When my alarm beeped again it was noon. I stretched a minute, shaking off that good sleep then set about putting on some clothes and just making myself decent for class. I was rolling on some rather pungent deodorant when I noticed the tiny crack in the mirror over the sink. It was at the bottom, near the metal rim in the right-hand corner if I recall correctly. The mirror was old—the whole damn room was old—so I didn’t think much of the fracture, especially when I was in a hurry to make it to my English class. I checked myself again and looked at the crack a moment longer, then got my books and backpack and headed out the door.

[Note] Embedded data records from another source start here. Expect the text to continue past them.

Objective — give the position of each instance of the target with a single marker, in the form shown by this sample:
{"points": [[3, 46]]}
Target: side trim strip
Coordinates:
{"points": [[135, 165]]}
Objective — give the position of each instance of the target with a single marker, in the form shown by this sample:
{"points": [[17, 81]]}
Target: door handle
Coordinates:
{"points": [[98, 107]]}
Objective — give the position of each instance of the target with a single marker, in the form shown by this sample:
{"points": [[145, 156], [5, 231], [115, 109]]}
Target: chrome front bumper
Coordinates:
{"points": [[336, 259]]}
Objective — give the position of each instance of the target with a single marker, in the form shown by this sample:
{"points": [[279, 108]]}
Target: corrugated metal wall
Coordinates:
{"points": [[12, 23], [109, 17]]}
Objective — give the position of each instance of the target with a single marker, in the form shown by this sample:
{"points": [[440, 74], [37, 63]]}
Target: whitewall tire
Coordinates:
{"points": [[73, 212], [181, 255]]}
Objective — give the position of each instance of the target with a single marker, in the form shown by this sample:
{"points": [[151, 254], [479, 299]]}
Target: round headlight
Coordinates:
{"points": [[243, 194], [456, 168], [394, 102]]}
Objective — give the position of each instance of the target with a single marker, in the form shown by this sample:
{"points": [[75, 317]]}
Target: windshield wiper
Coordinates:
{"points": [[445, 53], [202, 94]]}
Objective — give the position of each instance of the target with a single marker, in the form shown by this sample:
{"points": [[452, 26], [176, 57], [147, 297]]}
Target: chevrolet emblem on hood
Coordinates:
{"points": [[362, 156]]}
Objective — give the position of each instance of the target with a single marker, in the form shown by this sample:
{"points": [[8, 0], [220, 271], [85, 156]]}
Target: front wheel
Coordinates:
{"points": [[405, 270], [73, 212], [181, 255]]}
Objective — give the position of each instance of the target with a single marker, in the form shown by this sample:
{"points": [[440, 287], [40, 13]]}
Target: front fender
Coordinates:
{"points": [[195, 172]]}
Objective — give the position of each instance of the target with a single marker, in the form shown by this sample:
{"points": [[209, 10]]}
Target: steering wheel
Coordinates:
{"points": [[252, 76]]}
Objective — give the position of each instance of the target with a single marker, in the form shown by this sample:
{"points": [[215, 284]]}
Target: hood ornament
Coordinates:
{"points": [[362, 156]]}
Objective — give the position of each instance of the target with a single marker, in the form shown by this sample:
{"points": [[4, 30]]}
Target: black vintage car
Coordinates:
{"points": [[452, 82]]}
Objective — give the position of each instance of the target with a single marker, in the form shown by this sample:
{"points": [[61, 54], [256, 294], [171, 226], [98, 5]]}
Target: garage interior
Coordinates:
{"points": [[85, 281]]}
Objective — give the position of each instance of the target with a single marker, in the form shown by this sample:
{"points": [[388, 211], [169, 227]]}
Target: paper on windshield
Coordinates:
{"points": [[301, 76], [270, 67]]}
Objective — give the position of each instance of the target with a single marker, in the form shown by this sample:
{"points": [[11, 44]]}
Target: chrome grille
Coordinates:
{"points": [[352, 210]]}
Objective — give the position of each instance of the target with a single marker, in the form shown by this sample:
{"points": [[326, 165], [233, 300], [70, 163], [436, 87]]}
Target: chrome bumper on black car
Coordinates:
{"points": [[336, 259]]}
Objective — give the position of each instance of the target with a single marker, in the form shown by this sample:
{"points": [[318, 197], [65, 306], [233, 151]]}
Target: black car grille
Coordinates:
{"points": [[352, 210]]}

... I took the stairs to get to the first floor from my third floor room and made it out the door in about as much time as the elevator would have taken. When I finally made it outside, warm air startled me after being cooped up in my cold dorm room most of the weekend. I was pretty grateful even though I knew I’d be sweating like the devil in about ten minutes. The walk to my second class of the day would have been so much easier coming from the Hilling building where the late ol’ Lourdes was located. From my hall, Mercer, it was about a fifteen minute day trip if I walked fast enough. And quickly I did walk as I didn’t leave myself much time to dally while slowly getting ready in the morning. About ten minutes later I began to see the big, round brick and marble building over the horizon, looking surprised to see me so soon with its glass doors propped open and most of the windows flung open to let in a little late autumn air. Briskly I strode into the building, up three flights of stairs then around a narrow hall to my English lit class with Dr. Kline.


...

“That’s right,” she said firmly, and I knew she was talking to me. I looked down at the five question quiz. It wasn’t long and the questions wouldn’t be too hard. But I was still recovering from Ol’ Lourdes’ massive, four-page test on all five chapters we had covered thus far. Lourdes was known for his frustratingly difficult tests, but I was known for my tenaciousness when it came to tough teachers. His test, however, seemed to have broken my spirit and several other people in the class as we all scratched our heads and balled up our scrap sheets. It occurred to me that I might never know how badly I did on that test.